Despite the fact I have had stepchildren in my life for four years, I still get real edgy about messy children. Kind of interesting considering that my stepchildren were toddlers when they came into my life--you'd think that I would have gotten over myself, huh? So I'm rather anal about what they can eat and where, and the cleanliness of their fingers and faces. Don't even get me started on their clothing.
Now, don't get this picture in your head that I am a total neat freak because I'm really not. There's too much clutter in my life--too much stuff, too little space--to be that way. My issues have to do with stickiness and dirtiness.
Got a little picture in your head of what life is living with me when you're a child?
The kids have spent a lot of time over the years in the car traveling from parent to parent. And it was ONLY in our car, but that is another rant for another day. For the sake of frugality and mess control, I generally pack the road snacks. To me the perfect road snacks are water and Cheerios. Maybe Goldfish or raisins. Apple slices or grapes if I am feeling really nice--but many napkins must travel along, too. And sometimes I give them clear Gatorade or Kool aid. (Clear Kool-Aid was made for people like me FOR SURE.) Get the picture? Non-staining, non-sticky foods may travel in the car.
So, imagine the explosion in my head when their grandmother gave them ORANGES for the car ride. "Ah hell no!" I was thinking, but since I'd already let my bitchiness shine twice in a 15-minute time frame, I decided to let the oranges thing go.
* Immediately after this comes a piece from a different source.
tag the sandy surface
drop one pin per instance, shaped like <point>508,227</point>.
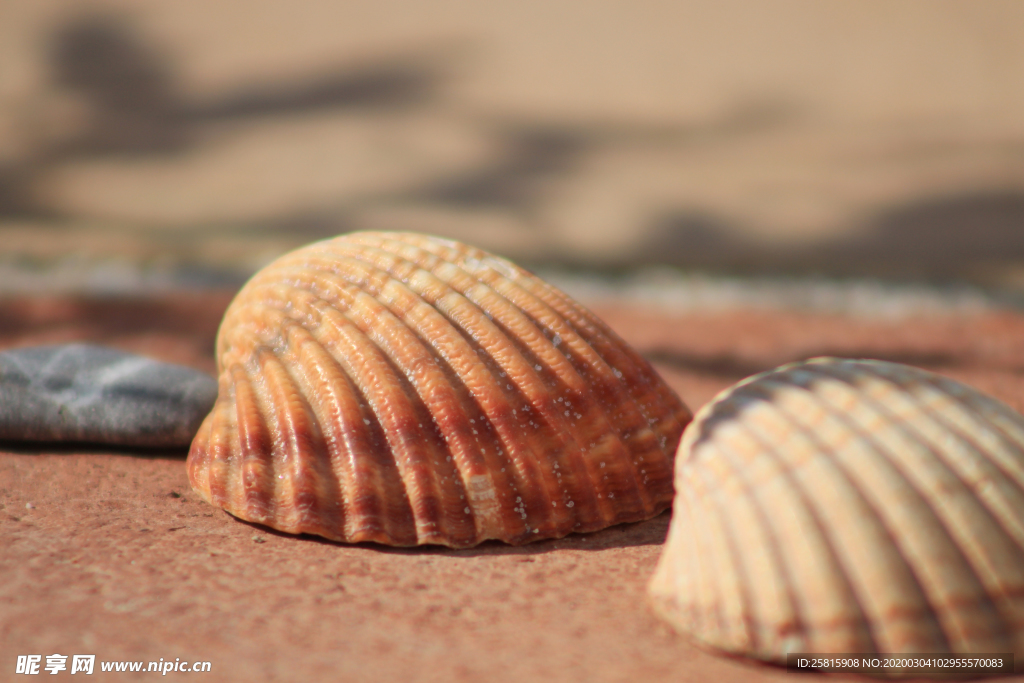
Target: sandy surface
<point>112,554</point>
<point>840,137</point>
I crossed my fingers that maybe the kids would forget about the oranges and settle for the nice cereal bar their grandmother also sent.
Unfortunately, that wasn't the case 50 miles down the road. And again, I thought I could be a nicer person and just go with the flow. Afterall, the kids have been through some rough transitional times and the trip over the weekend was hopefully the last long trip we'll have to make with them for a while since that trip was to bring them to come live with us permanently. So when my stepdaughter handed me the orange and asked to peel it, I held my tongue and nicely peeled it--putting the rind in a plastic bag on my lap, of course.
And the whole time I'm telling myself, "It will be okay. You can section the orange into pieces and it will be fine. It won't be too bad. It's okay." Wouldn't you know it? It was a nice, juicy orange (where are they in season?!?) THAT WOULD NOT SEPARATE INTO SECTIONS. So, while my husband is driving 85 mph down the freeway, I'm making orange juice in the seat next to him and trying not to hyperventilate about it. Husband's eyes are darting back and forth from the road to my mess because he knows I'm freaking out, but I'm trying not to let it show. There just aren't enough napkins in the glove box to deal with that! Grrrrrr. I finally sent a quarter of a piece of drippin' orange to the back seat. Much to my relief or chagrin--I can't decide which--she only ate that little piece and didn't want more. Just in case, though, I had a grocery sack full of juice and pulp at my feet--aka the rest of the orange she decided she didn't want to eat.
Now a few miles down the road my husband finished some chips he was eating--he's allowed because he's an adult and it's just wrong for me to have fits over his messiness. He handed the partially full bag to put away, and I had every intention of folding it up and sticking it in a safe place, but first I brushed some crumbs off his lap. I can't explain the motion, but somehow I ended up dumping the remainder of the bag's contents down the front of me and all over the floor.
So he starts laughing, but more in a soothing way, "It's okay hun. Don't stress out."
Stress? Oh, no! I'm frozen in the seat, covered in chips, my fingers still a little sticky from the orange, afraid that any movement might crunch up those chips all over the place.
Through bleary, teary eyes, "Please. Pull. Over. At. The. Next. Rest. Stop."
Instead, he pulls off on a rural exit and parks in the dirt by the side of the road. The kids: "Why are we stopped? What's wrong?"
What's wrong? I'M NOT THE ONE WHO IS SUPPOSE TO MAKE THE MESSES. I PREVENT THEM. I LOATHE THEM.
Someone up there is having a good laugh at my expense, aye?